Observational Studies and the Bootstrap Test

In some studies, researchers do not assign study participants to groups/conditions. One example of this is the second study described in Validity Evidence and Conclusions: Peanut Allergies. In this study, the two groups being compared, mothers that ate peanuts during pregnancy and mothers that did not eat peanuts during pregnancy, were not assigned by the researchers — they “self-selected” into the groups based on whether or not they ate peanuts during pregnancy. When the study participants are not assigned to conditions by a researcher the study is referred to as an observational study.

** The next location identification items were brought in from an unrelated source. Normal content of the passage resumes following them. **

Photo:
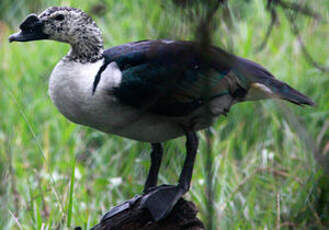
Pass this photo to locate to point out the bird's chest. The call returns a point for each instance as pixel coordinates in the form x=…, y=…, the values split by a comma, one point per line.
x=70, y=88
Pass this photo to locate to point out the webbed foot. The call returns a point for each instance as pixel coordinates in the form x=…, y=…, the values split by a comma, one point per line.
x=161, y=200
x=120, y=208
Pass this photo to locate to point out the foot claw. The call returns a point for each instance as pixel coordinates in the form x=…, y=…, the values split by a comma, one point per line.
x=120, y=208
x=161, y=200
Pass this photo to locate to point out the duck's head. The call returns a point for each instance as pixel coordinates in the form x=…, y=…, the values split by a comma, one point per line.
x=64, y=24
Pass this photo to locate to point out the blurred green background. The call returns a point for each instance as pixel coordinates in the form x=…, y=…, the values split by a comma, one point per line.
x=267, y=156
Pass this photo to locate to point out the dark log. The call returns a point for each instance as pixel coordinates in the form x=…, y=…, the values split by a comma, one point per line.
x=134, y=217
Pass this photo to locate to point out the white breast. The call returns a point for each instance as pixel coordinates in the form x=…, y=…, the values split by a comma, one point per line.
x=70, y=88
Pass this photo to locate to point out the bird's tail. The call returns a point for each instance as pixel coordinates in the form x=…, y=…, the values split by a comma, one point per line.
x=264, y=85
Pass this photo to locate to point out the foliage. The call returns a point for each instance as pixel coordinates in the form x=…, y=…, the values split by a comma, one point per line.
x=265, y=173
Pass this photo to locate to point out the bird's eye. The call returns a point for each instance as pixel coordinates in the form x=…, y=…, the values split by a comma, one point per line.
x=59, y=17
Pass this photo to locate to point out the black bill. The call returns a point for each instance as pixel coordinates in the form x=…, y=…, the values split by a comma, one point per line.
x=31, y=29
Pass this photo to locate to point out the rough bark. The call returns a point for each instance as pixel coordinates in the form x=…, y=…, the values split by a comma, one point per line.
x=134, y=217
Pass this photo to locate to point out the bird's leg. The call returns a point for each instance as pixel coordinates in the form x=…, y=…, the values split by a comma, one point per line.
x=161, y=200
x=156, y=157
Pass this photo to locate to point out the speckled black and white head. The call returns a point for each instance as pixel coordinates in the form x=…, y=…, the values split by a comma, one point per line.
x=65, y=24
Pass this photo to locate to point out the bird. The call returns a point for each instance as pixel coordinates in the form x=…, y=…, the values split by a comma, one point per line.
x=150, y=91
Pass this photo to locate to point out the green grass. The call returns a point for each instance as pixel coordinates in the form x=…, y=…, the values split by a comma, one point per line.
x=55, y=174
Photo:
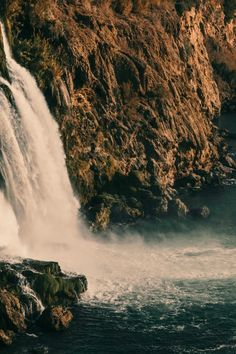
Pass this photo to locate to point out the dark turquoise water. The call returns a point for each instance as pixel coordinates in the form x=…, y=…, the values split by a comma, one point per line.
x=168, y=292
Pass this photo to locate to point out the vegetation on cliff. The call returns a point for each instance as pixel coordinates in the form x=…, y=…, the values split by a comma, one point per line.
x=134, y=86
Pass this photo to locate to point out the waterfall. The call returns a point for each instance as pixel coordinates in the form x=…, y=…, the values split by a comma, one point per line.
x=32, y=160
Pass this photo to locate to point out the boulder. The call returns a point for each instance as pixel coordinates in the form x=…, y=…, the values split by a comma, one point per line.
x=12, y=315
x=55, y=318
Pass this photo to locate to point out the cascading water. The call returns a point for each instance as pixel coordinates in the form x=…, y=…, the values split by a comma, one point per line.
x=32, y=159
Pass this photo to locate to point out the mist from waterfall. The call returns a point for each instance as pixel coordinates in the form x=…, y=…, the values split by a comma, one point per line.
x=39, y=214
x=32, y=161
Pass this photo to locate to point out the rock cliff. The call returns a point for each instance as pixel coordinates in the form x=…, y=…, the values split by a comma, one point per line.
x=33, y=291
x=135, y=86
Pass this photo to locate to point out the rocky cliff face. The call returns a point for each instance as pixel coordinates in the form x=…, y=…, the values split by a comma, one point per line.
x=134, y=86
x=34, y=292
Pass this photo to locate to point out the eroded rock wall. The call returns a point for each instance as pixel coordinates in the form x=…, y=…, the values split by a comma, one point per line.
x=134, y=86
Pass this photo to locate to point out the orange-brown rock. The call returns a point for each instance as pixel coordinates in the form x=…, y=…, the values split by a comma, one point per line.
x=55, y=318
x=6, y=337
x=134, y=86
x=12, y=312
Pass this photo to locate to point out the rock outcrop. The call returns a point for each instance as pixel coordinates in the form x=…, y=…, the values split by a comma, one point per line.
x=134, y=86
x=35, y=290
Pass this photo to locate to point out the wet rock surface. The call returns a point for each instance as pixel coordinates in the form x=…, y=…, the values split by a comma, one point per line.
x=29, y=288
x=134, y=86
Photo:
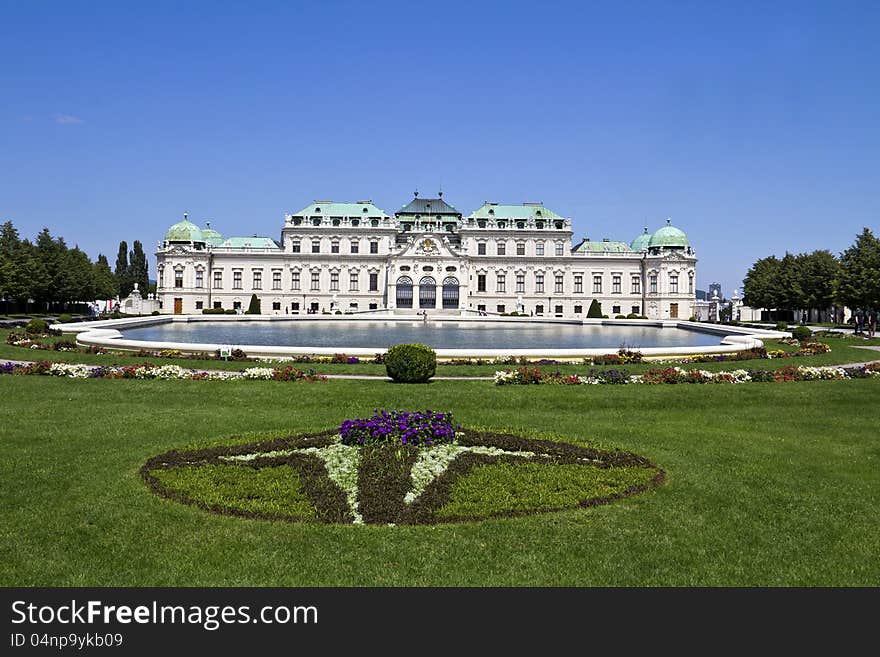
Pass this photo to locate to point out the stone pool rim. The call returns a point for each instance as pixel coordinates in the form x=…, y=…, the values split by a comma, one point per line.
x=106, y=334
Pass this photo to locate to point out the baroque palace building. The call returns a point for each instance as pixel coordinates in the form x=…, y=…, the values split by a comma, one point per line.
x=354, y=257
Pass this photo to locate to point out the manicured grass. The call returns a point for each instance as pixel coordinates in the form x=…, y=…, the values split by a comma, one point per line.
x=766, y=484
x=522, y=487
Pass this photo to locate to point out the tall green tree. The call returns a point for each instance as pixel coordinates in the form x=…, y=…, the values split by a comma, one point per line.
x=123, y=271
x=858, y=284
x=139, y=268
x=761, y=284
x=106, y=286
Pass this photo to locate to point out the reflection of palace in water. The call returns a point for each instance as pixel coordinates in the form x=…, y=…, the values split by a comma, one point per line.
x=354, y=257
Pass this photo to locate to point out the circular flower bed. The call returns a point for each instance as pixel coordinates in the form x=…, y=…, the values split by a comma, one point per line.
x=384, y=479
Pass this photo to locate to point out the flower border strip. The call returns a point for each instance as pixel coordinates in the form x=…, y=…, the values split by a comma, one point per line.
x=332, y=503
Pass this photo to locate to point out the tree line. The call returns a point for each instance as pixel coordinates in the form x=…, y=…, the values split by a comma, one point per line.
x=818, y=280
x=51, y=274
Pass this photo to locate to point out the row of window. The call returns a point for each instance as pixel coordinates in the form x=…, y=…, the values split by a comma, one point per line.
x=295, y=280
x=559, y=283
x=501, y=248
x=557, y=309
x=353, y=246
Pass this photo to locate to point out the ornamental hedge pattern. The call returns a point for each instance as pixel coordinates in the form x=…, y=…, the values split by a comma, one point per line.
x=391, y=483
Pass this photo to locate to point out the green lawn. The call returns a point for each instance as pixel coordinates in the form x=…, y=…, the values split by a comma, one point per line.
x=767, y=484
x=843, y=351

Inferences a researcher can draw from an observational study are much weaker. Typically cause-and-effect conclusions cannot be made based on data collected from observational studies. This is because the possibility of alternative explanations always exists.

Drawing causal conclusions from an observational study is misleading and can even be construed as unethical. In 1988, results released to the public from the National Household Survey on Drug Abuse created the false perception that crack cocaine smoking was related to ethnicity. The analysis, which was based on observational data (researchers cannot assign race) showed that the rates of crack use among blacks and Hispanics were twice as high as among whites. The data were re-analyzed in 1992 by researchers from Johns Hopkins University to take into account social factors such as where the users lived and how easily the drug could be obtained. They found that after adjusting for these factors, there were no differences among blacks, Hispanics and whites in the use of crack cocaine.

Analyzing Data from Observational Studies

Although you probably won’t be able to draw a cause-and-effect inference, it is still useful to study and analyze observational data. Observational studies are often precursors to randomized studies— recall that one criteria of cause is that correlation exists, and observational data is a good for examining correlation.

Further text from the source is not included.